Vagus Nerve

Your vagus nerve tells your body to relax and take time to repair and heal. It is important you deliberately activate and strengthen your vagus nerve on a daily basis. Regularly activating your vagus nerve will improve your physical, emotional, mental and vibrational health and well being with immediate results. A simple exercise such as taking slow deep breaths will activate the vagus nerve to tell the rest of your body and to switch back into healing mode and higher brain mode.


Many of us don't breathe properly on a daily basis. It's very important to learn to breathe properly. To do this you must learn to breathe fully and this includes breathing deeply into the abdomen. Your diaphragm is made to move more than it does when you take shallow breaths. Breathing deeply activates your vagus nerve which harnesses your calm power and makes you feel happy and relaxed.

Psoas Muscle

Shortened psoas muscles caused by stress, sitting for a long time and shallow breathing can result in chronic back pain. Lying with a pillow under your knees and breathing deeply for ten minutes can help to release these muscles and soothe a sore back. When you relax your psoas you relax gut and two nerve centres. The lumbar nerves tighten or relax the psoas depending on the messages going between your brain and gut. The solar nerves connect where the upper psoas and diaphragm join just behind your stomach and they register tension or ease.

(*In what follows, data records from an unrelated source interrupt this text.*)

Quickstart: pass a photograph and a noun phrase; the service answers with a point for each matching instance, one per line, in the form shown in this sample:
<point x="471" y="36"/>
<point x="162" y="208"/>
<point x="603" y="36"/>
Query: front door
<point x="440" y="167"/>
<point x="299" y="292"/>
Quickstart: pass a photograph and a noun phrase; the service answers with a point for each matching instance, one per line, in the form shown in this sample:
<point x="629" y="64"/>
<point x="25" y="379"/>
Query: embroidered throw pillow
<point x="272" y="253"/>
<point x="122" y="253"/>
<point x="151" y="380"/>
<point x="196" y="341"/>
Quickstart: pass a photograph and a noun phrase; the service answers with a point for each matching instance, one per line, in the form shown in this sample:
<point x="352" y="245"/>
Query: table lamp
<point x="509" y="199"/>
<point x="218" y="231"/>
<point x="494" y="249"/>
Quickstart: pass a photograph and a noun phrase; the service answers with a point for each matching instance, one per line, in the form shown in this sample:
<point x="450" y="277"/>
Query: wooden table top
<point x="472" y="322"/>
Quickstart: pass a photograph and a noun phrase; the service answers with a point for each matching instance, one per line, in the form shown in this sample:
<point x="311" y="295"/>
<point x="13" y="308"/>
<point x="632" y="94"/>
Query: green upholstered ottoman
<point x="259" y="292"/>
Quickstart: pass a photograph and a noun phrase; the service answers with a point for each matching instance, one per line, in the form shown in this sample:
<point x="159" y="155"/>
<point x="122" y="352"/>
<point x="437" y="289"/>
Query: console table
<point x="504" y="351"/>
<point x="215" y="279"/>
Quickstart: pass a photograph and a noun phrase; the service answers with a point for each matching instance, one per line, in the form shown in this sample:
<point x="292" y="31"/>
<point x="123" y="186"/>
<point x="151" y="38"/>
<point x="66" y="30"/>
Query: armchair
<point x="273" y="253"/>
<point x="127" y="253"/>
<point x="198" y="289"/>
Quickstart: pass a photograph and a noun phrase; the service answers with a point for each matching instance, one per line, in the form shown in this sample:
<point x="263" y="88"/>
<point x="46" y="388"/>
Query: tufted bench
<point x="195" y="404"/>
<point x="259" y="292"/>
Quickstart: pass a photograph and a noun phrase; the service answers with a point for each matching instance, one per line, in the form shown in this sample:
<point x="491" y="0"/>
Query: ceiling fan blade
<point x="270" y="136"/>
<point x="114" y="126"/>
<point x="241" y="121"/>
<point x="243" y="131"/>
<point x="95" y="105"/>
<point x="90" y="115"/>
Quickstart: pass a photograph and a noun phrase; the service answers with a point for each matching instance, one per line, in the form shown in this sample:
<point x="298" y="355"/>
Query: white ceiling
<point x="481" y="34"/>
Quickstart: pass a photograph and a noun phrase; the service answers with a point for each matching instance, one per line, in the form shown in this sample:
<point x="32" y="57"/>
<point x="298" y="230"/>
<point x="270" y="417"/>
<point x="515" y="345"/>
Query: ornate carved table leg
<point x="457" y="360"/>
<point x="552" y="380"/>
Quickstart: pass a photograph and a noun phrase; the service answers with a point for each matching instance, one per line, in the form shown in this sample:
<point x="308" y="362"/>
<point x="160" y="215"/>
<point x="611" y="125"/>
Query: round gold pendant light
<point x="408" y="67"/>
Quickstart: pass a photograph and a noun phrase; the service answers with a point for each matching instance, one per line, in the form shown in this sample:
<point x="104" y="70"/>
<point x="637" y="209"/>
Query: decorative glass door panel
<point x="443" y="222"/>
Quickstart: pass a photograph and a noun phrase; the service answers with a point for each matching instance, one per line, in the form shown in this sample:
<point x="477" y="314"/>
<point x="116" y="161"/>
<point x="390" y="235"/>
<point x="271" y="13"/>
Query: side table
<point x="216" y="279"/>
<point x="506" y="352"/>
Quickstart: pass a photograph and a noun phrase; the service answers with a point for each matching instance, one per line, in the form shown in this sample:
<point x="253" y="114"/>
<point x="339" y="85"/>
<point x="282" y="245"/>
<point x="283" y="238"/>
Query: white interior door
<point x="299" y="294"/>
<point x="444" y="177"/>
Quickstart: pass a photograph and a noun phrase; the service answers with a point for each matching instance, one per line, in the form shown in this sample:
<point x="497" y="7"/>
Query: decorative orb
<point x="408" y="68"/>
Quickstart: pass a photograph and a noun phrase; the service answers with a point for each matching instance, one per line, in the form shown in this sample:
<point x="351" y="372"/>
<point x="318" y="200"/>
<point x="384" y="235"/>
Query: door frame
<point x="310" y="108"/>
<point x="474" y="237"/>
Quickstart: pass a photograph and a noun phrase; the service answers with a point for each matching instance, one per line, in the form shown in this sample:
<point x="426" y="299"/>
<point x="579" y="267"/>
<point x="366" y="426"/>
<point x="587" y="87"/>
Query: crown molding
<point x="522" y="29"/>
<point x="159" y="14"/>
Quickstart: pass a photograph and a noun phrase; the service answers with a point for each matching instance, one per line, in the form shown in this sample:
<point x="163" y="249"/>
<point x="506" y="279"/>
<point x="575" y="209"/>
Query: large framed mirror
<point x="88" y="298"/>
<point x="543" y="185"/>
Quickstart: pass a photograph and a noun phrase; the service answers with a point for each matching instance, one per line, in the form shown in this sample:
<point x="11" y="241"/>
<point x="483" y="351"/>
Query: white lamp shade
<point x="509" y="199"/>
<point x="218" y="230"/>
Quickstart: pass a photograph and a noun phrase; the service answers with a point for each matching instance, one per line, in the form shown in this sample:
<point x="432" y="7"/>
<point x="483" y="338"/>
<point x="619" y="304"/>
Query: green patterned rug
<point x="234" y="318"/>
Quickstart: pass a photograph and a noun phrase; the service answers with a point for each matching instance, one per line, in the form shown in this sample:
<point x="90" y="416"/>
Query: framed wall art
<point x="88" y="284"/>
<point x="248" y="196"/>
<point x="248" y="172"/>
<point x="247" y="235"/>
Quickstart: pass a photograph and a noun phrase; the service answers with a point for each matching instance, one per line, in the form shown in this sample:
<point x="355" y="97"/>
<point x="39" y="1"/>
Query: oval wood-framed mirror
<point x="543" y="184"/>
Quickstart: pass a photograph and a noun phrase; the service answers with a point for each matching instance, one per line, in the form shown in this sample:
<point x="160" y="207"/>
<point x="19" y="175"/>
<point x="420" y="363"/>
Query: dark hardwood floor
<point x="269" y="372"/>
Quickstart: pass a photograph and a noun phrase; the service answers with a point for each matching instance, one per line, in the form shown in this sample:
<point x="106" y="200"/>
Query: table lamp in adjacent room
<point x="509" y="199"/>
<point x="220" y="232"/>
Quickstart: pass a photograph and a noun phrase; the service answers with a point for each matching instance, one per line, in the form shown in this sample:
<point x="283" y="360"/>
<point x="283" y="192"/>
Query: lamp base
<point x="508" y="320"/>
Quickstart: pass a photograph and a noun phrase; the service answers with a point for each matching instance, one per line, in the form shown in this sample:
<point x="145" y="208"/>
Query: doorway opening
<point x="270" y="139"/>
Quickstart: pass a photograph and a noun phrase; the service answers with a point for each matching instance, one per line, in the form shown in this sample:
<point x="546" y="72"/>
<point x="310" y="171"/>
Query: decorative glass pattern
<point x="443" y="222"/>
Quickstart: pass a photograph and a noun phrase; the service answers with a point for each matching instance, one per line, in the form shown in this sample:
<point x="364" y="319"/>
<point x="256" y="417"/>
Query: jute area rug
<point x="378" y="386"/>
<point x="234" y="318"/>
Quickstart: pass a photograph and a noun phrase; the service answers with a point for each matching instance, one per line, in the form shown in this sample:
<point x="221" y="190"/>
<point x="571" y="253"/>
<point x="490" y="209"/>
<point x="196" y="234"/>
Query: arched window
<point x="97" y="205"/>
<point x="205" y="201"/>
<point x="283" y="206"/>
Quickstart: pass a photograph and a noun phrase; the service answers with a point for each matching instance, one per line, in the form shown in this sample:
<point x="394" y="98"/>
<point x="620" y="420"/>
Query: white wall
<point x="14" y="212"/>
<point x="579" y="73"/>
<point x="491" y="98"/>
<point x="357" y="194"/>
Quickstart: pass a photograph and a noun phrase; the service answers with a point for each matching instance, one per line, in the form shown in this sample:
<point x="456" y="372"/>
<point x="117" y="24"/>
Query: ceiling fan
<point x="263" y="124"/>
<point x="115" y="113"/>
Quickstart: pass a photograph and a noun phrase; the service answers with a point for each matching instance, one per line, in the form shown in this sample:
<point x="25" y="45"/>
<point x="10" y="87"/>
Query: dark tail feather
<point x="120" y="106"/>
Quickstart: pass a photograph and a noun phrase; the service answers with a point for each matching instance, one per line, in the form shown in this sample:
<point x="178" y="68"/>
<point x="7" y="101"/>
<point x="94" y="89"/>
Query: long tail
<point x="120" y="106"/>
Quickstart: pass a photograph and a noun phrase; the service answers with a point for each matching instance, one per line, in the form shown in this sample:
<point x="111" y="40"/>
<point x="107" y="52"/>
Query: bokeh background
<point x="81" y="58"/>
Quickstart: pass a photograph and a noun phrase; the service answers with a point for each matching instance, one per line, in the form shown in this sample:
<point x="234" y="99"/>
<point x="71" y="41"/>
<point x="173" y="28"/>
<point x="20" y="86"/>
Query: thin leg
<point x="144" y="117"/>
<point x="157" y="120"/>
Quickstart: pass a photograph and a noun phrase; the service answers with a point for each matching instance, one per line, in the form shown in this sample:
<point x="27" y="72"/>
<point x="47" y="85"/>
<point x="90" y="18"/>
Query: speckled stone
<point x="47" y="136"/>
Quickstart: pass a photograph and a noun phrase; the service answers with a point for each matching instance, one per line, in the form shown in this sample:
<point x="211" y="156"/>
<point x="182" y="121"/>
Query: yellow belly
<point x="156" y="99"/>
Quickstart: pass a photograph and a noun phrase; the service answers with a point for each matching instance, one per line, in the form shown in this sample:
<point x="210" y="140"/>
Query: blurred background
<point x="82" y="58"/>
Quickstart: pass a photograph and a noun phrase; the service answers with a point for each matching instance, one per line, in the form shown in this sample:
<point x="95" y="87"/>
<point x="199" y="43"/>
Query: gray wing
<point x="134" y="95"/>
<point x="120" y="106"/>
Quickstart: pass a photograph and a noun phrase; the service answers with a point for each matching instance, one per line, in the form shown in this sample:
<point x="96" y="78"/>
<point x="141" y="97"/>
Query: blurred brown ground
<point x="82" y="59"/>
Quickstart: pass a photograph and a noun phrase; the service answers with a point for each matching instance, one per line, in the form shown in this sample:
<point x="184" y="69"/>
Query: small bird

Your two amygdala are working 24/7 to decide if there is a threat. Your amygdala triggers your fight and flight response. If there is a threat the back part of the amygdala switches on to give you the energy to flee or stand up to the threat. If no threat is found the front part of your amygdala switches on and lets you feel safe and happy. Thinking happy thoughts on purpose can activate the front part of your amgydala to make you feel happy more of the time.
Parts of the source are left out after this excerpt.